In an important essay on evolutionary epistemology, D.T. Campbell (1974) has listed 26 previous statements by different authors of the same idea.
If it could be claimed that Bateson in this book had presented a set of old ideas with novel force or clarity, there would perhaps be some excuse. As he himself rightly says in a chapter on multiple versions of the world, ‘Two descriptions are better than one,’ as in the case of binocular vision, where two eyes, seeing the same scene from slightly different points of view, add a third dimension to the image. But when the monocular version, such as Bateson’s book provides, is, as I see it, frankly astigmatic, it is not obvious that it deepens our perception of the issues.
The text of the book is so unfocused, and many of the ideas so cockeyed, that it requires from the reader immense (and sometimes fruitless) effort to see what it all means. While apparently writing for a general audience, Bateson employs technical jargon with an abandon I have seldom encountered even in the densest scientific prose. He uses familiar words in strange places (‘the elephant … is addicted to the size that it is’), and strange words (pleromatic, exoteric) in places where familiar ones would do. He delights in archaisms (saw – for a wise saying, atomy – for atom) and in ugly neologisms (creatural, characterological, stochasticism). And he deliberately lays verbal trip-wires for the reader: ‘Science, like art, religion, commerce, warfare, and even sleep, is based on presuppositions.’ Even sleep? The shock, I suppose, of non-recognition.
But one of the risks a writer takes in making his reader work so hard is that the reader will keep working even when the writer has not adequately prepared the ground. If Bateson’s text says, ‘The buzzer circuit (see Figure 3) is so rigged that current will pass around the circuit when the armature makes contact with the electrode at A,’ an attentive reader is surely entitled to be puzzled when he cannot find an electrode marked A in the figure. If the text says, in talking of acoustic beats, ‘The phenomenon is explained by mapping onto simple arithmetic, according to the rule that if one note produces a peak in every n time units and the other has a peak in every m time units, then the combination will produce a beat in every m×n units when the peaks coincide,’ the reader is entitled to think twice about m×n and to conclude that Bateson has simply got it wrong. And once the reader has realised that he should distrust Bateson’s circuit diagrams and his arithmetic, he may be alerted to the fact that he should also distrust Bateson’s science.

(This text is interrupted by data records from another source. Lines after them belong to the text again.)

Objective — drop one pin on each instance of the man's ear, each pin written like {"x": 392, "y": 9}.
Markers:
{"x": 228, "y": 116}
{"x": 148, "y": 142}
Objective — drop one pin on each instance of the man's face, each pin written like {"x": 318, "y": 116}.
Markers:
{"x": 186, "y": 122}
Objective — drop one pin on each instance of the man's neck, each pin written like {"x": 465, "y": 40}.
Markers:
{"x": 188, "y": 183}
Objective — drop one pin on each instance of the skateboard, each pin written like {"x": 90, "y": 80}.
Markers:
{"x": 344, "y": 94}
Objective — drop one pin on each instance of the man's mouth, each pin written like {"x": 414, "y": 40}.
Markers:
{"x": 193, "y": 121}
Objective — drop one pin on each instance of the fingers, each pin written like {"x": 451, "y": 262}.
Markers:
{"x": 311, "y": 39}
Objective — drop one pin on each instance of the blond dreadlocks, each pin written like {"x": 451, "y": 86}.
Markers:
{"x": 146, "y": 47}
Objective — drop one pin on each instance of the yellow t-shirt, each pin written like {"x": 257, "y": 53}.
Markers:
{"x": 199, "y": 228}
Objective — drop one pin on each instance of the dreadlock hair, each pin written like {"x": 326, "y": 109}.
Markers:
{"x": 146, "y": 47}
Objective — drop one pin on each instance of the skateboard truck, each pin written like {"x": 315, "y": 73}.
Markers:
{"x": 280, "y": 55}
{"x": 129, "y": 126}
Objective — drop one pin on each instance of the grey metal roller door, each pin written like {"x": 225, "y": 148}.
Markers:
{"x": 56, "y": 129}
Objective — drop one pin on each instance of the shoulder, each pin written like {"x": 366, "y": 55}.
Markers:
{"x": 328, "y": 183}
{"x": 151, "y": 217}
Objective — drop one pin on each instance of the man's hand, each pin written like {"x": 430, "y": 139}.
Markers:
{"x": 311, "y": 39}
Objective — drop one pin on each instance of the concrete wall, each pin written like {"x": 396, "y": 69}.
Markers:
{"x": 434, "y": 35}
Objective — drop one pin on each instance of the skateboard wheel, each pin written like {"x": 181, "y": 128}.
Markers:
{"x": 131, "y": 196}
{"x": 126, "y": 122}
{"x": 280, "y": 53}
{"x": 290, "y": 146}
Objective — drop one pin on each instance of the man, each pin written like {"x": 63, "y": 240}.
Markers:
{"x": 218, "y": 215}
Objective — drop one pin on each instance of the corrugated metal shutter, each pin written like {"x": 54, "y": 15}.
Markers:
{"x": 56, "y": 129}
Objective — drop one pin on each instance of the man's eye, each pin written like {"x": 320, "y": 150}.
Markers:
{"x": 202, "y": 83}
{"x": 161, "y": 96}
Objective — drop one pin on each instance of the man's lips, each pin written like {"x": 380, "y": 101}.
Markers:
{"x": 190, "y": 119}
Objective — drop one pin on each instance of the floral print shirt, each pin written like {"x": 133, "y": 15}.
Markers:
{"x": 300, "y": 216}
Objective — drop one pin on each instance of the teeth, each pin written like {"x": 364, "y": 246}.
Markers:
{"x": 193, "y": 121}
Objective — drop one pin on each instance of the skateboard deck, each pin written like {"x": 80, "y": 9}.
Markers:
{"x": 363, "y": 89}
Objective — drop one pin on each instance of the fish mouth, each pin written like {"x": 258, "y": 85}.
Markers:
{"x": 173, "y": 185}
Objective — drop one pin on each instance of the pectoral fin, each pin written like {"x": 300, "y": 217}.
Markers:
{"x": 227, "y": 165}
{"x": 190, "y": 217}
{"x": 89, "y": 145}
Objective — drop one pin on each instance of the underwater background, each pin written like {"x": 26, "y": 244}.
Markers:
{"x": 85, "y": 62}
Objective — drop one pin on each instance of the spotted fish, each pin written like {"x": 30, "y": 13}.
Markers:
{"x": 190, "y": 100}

Perhaps it would be pedantic of a zoologist to object to the statement that ‘salmon inevitably die when they reproduce’ (after all, a fair number of female salmon do die after spawning). But a psychologist will justifiably object to the pseudo-scientific statement: ‘With the dominant [left] hemisphere [of the brain], we can regard such a thing as a flag as a sort of name of the country or organisation that it represents. But the right hemisphere does not draw this distinction and regards the flag as sacramentally identical with what it represents.’
Still, in the midst of this pretentious and muddled book Bateson occasionally reveals a disarming humility. ‘Epistemology,’ he says, ‘is always and inevitably personal … What is my answer to the question of the nature of knowing? I surrender to the belief that my knowing is a small part of a wider integrated knowing that knits the entire biosphere or creation.’ It’s all right, Bateson, you can put your hands down. No need to surrender. That particular belief has no fire-power in it whatsoever.